Thanks for the replies.

I'm not entirely sure what 2playgames is suggesting.  Will that let me achieve a blurred arbitrary shape?

I looked at JPhotoBrush: I think this performs a much smaller blur than what we perform.  We let our kernel size range from 0 (so it's an unblurred silhouette) to about 30 pixels (to give a decent blur).

keldon85 was right: there was a significant memory leak in our existing model.  We were using Vincent Hardy's CompositeOp to run 2 filters consecutively.  It turns out the first filter was always passing "null" as its destination image, so we were making a new image.  So I cleaned that up.

Also I wrote my own ConvolveOp that skipped continuous blocks of the same color.  So for large continuous shapes, our shadows now render in about half the time they used to.  For discontinuous shapes (like text) rendering time is about the same.

So rendering a shadow with a kernel size of 25 on a 400x400 square now takes about 131 ms on my iMac.  (It used to take 282 ms.)

We'd still be very interested in other approaches to shadows, but at least we can report back that we made some progress.  Smiley
Offline keldon85

Senior Member


Medals: 1



« Reply #4 - Posted 2007-07-31 20:55:02 »

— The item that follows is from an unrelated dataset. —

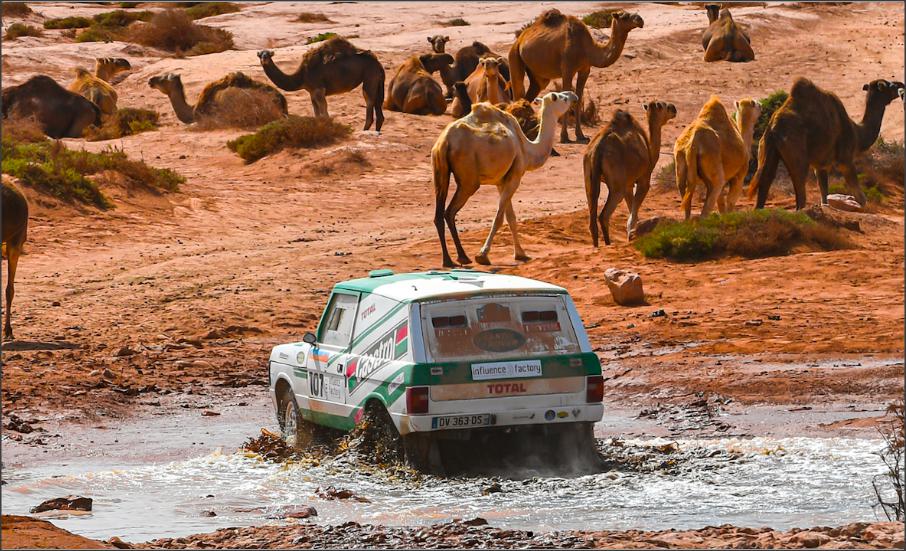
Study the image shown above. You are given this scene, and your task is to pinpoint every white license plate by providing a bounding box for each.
[431,414,493,429]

Maybe try not calculating pixels you will not be able to see, which will only make gains as more pixels are obscured. There are a few things you can do when creating large blurs (like 30 pixels), and that is to borrow from mip mapping. You first compute low resolution versions of the image depending on the accuracy you want, for example you might store image/1, image/2, image/4 and so on, or just image/1, image/4, image/16. Then rather than doing a 61x61 convolution you end up doing much less calculations by using the lower resolution version of the image as it is further away.

For example call the centre pixel when applying the convolution (0,0), rather than computing for all (i,j) where -31<i<31 and -31<j<31, you use lower the lower resolutions to calculate further pixels since they make less of a difference anyway. Right now the complexity is O(n^2) per pixel where the blur size is n/2, you should be able to use this technique to get it to O(n log n).